Although very much in tune with the seasons, 'Ostara', traditionally a time of fertility, of the sewing of seeds, was not typically celebrated as a holiday by our Celtic ancestors.
Various Germanic tribes celebrating the Goddess, a, you guessed it, virgin, who it is said lay with the sun god only to give birth nine months later .... in December.
The ancient Roman followers of Cybele at around the same time believing their Goddess had a consort, the product of a virgin birth, who died only to be resurrected during the time of the Vernal/Spring Equinox which incidentally for those of us in the Northern hemisphere falls today, March 20th.
Hmm, sound familiar?
A contemporary Ostara if you will, Eostre was the Saxon equivalent. Legend having it that ...
On finding a wounded bird in late-Winter, Eostre attempted to save its life by changing it into a hare only for the bird to take on the appearance of a hare but with the ability to still lay eggs which, once decorated, where ever after left as gifts to the Goddess.
Or, though revered by many modern-day Wiccans, was she?
Apparently apart from one vague mention in St. Bede's The Reckoning Of Time in which it was explained ...
Eosturmonath has a name which is now translated "Paschal month", and which was once called after a goddess of theirs named Eostre, in whose honour feasts were celebrated in that month. Now they designate that Paschal season by her name, calling the joys of the new rite by the time-honoured name of the old observance ....

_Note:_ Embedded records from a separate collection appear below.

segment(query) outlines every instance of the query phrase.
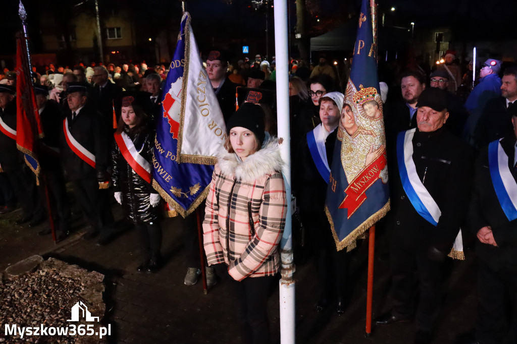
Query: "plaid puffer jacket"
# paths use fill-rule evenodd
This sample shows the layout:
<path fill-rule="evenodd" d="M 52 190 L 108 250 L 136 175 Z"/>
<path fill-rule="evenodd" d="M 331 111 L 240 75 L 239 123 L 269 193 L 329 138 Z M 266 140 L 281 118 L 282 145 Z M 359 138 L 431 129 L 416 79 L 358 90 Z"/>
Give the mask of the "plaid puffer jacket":
<path fill-rule="evenodd" d="M 276 138 L 243 162 L 225 150 L 218 159 L 203 225 L 208 264 L 225 262 L 236 280 L 272 276 L 287 213 Z"/>

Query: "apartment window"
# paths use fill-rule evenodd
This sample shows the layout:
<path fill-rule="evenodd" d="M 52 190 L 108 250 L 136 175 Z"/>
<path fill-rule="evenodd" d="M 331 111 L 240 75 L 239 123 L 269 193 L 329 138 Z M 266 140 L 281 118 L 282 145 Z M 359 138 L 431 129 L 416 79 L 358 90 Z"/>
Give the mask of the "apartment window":
<path fill-rule="evenodd" d="M 70 35 L 69 36 L 69 40 L 70 41 L 75 41 L 77 40 L 77 37 L 75 36 L 75 27 L 69 27 L 68 28 L 68 34 Z M 59 42 L 64 42 L 65 41 L 65 34 L 61 33 L 58 34 L 57 35 L 57 41 Z"/>
<path fill-rule="evenodd" d="M 108 39 L 117 39 L 122 38 L 120 27 L 107 27 L 106 38 Z"/>

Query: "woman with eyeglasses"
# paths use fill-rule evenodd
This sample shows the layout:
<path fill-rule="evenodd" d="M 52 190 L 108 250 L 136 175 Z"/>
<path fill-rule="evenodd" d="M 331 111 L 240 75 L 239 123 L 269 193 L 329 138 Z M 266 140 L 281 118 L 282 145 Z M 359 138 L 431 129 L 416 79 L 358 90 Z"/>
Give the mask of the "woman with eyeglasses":
<path fill-rule="evenodd" d="M 310 101 L 300 111 L 298 121 L 302 132 L 312 130 L 321 123 L 320 120 L 320 99 L 323 95 L 336 90 L 333 80 L 326 74 L 313 76 L 307 82 Z"/>

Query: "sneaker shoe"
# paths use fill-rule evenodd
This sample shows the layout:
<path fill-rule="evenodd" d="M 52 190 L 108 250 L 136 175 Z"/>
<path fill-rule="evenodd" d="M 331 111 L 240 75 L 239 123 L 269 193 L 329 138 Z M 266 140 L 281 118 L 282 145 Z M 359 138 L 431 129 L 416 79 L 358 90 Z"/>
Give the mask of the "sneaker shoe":
<path fill-rule="evenodd" d="M 217 283 L 215 270 L 212 267 L 206 267 L 206 286 L 211 288 Z"/>
<path fill-rule="evenodd" d="M 197 278 L 201 274 L 201 270 L 197 268 L 189 268 L 183 283 L 186 286 L 193 286 L 197 283 Z"/>

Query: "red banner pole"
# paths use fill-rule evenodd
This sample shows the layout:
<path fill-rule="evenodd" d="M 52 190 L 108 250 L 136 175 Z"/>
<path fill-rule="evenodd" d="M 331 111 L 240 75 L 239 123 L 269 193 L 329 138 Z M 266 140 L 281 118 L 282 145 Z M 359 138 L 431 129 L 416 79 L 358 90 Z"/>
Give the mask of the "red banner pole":
<path fill-rule="evenodd" d="M 203 277 L 203 291 L 206 295 L 208 293 L 206 285 L 206 271 L 205 269 L 205 256 L 203 254 L 203 230 L 201 227 L 201 215 L 199 207 L 195 210 L 195 217 L 197 221 L 197 239 L 199 243 L 199 261 L 201 265 L 201 276 Z"/>
<path fill-rule="evenodd" d="M 368 238 L 368 282 L 366 291 L 366 336 L 372 334 L 372 308 L 373 304 L 373 263 L 375 249 L 375 225 L 370 227 Z"/>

there are no images, no carvings, no definitive historical evidence THOUGH it may well be that Eostre did indeed belong to some Germanic tribe or other, her story passed down in the oral tradition. OR could it be that Bede simply misinterpreted something and Eostremonth was not named for a godess but rather as some other Spring festival?
Either way, a symbol of new life to many cultures.

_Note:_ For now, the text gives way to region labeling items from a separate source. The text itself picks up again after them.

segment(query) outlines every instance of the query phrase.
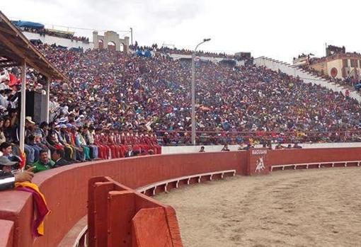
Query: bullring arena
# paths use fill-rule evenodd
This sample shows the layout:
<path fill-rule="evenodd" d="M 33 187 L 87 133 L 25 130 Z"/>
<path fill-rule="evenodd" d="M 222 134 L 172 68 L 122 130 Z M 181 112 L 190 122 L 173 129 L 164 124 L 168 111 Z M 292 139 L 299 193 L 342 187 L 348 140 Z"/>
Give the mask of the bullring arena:
<path fill-rule="evenodd" d="M 3 192 L 6 220 L 0 223 L 11 243 L 3 246 L 353 246 L 360 240 L 360 151 L 257 149 L 45 171 L 35 183 L 52 209 L 45 220 L 47 234 L 32 240 L 25 224 L 33 210 L 28 194 Z M 260 158 L 264 167 L 256 171 Z M 145 195 L 164 191 L 168 193 L 156 199 L 176 211 Z"/>
<path fill-rule="evenodd" d="M 360 246 L 361 54 L 291 65 L 50 25 L 0 11 L 0 247 Z"/>
<path fill-rule="evenodd" d="M 177 212 L 185 246 L 357 246 L 359 168 L 274 172 L 156 197 Z"/>

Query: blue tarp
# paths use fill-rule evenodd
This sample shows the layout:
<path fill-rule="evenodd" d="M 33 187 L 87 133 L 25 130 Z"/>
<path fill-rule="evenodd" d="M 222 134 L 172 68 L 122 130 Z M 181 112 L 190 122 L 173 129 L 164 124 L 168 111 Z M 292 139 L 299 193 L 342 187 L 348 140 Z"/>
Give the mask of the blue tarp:
<path fill-rule="evenodd" d="M 44 25 L 38 23 L 33 23 L 31 21 L 13 21 L 13 23 L 19 28 L 29 28 L 34 29 L 42 29 L 44 28 Z"/>

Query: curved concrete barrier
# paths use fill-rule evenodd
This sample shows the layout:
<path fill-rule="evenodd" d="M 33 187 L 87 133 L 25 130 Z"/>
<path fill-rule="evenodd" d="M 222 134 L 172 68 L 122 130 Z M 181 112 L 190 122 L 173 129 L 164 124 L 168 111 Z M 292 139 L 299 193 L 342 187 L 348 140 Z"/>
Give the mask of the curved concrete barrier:
<path fill-rule="evenodd" d="M 109 176 L 132 189 L 159 181 L 219 170 L 243 174 L 245 151 L 156 155 L 70 165 L 36 174 L 38 184 L 52 210 L 45 222 L 45 236 L 33 239 L 30 195 L 21 191 L 1 192 L 0 219 L 14 222 L 13 246 L 57 246 L 87 214 L 88 182 Z M 1 246 L 2 247 L 2 246 Z"/>
<path fill-rule="evenodd" d="M 158 155 L 100 161 L 49 170 L 37 174 L 33 180 L 40 185 L 52 210 L 45 222 L 45 236 L 38 239 L 31 236 L 34 209 L 30 195 L 21 191 L 1 192 L 0 219 L 12 222 L 13 228 L 7 222 L 0 221 L 2 237 L 6 236 L 10 243 L 0 241 L 0 246 L 57 246 L 69 230 L 86 216 L 88 183 L 93 177 L 108 176 L 134 190 L 157 185 L 161 181 L 219 171 L 235 170 L 236 174 L 253 175 L 268 173 L 272 166 L 348 161 L 360 161 L 361 148 L 260 149 Z M 208 180 L 207 177 L 204 178 Z M 139 219 L 136 219 L 140 224 Z"/>

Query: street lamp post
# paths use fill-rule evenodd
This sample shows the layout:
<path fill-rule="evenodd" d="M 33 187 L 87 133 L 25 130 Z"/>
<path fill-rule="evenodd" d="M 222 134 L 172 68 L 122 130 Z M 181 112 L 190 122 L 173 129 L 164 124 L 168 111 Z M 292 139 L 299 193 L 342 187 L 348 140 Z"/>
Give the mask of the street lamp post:
<path fill-rule="evenodd" d="M 192 144 L 195 145 L 195 52 L 198 47 L 210 41 L 210 39 L 204 39 L 200 43 L 197 45 L 193 53 L 192 54 Z"/>

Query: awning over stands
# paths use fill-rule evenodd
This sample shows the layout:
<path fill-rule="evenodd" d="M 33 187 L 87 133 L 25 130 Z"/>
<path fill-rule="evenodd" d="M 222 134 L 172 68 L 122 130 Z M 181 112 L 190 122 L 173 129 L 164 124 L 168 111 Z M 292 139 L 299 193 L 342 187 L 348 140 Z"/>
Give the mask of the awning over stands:
<path fill-rule="evenodd" d="M 11 21 L 11 22 L 19 28 L 28 28 L 33 29 L 42 29 L 45 28 L 44 25 L 41 23 L 33 23 L 32 21 Z"/>
<path fill-rule="evenodd" d="M 67 78 L 42 55 L 0 11 L 0 69 L 21 66 L 23 62 L 48 79 Z"/>

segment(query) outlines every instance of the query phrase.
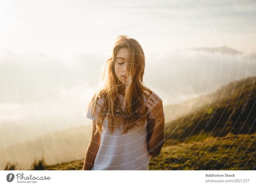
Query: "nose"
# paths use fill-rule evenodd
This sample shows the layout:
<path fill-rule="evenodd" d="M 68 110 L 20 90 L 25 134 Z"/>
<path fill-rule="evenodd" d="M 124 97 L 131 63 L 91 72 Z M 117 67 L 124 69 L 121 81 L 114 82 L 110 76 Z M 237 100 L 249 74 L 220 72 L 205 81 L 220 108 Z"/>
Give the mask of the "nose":
<path fill-rule="evenodd" d="M 124 64 L 124 71 L 126 71 L 126 64 L 125 63 Z"/>

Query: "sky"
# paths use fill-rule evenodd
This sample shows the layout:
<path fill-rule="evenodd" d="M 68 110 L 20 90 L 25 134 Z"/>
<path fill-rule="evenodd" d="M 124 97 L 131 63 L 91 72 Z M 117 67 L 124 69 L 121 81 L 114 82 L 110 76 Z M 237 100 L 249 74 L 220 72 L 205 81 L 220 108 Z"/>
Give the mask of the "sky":
<path fill-rule="evenodd" d="M 253 76 L 256 17 L 255 1 L 1 1 L 2 136 L 91 122 L 82 113 L 119 35 L 142 46 L 144 83 L 164 105 L 214 92 L 240 64 L 238 79 Z"/>

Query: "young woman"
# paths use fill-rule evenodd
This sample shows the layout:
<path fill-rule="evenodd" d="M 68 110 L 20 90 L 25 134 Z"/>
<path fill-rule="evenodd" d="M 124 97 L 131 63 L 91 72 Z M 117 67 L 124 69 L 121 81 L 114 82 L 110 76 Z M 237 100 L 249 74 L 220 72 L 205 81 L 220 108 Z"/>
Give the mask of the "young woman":
<path fill-rule="evenodd" d="M 117 37 L 102 81 L 84 112 L 92 120 L 83 170 L 148 170 L 164 142 L 162 100 L 144 85 L 145 57 L 135 39 Z"/>

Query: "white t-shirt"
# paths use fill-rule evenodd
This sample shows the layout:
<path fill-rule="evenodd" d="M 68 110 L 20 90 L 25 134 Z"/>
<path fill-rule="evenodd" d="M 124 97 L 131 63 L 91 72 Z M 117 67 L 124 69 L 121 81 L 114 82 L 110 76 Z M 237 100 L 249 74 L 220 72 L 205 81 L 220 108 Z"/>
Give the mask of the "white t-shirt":
<path fill-rule="evenodd" d="M 154 92 L 153 93 L 156 94 Z M 118 97 L 124 111 L 124 96 L 119 94 Z M 146 98 L 145 97 L 144 98 L 146 103 Z M 100 104 L 102 100 L 99 101 L 97 101 Z M 98 112 L 100 108 L 100 107 L 97 107 Z M 164 112 L 164 114 L 165 115 Z M 90 107 L 86 116 L 96 120 L 92 116 Z M 147 117 L 153 117 L 149 111 Z M 108 120 L 105 119 L 102 123 L 100 145 L 92 170 L 148 170 L 150 155 L 147 145 L 147 119 L 142 128 L 141 125 L 135 125 L 127 133 L 122 135 L 122 127 L 120 129 L 115 128 L 110 134 Z"/>

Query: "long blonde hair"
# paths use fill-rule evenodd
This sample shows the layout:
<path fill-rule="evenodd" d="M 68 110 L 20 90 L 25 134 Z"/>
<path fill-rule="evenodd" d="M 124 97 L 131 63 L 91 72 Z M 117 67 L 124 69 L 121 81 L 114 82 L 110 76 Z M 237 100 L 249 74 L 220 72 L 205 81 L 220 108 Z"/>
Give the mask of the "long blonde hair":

Eggs decorated for the spring are known to pre-date the Jewish Passover when, custom has it, a hard-boiled egg is dipped in salt water and offered as a sacrifice to the temple in Jerusalem or indeed the early Christians who it is believed may have consumed eggs as a way of marking the end of Lent. Greek Orthodox legend having it that, on the death of Christ on the cross, a bowl of eggs were seen to change in colour to red.
In Persia, coloured thousands of years ago as part of the Noruz/Nowrooz (literally meaning 'New Day) festivities, the matriarch of the family traditionally cooked and ate an egg for each of the children she gave birth to.
Meanwhile 'Pysanksa' eggs (still eaten in the Ukraine today though like the 'Easter egg' they are now largely associated with the story of Christ's resurrection) stem from a pre-Christian custom in which eggs were decorated to celebrate the sun god Dazhboh OR, as is claimed here, are these also a version of a folk story re-written to star Eostre?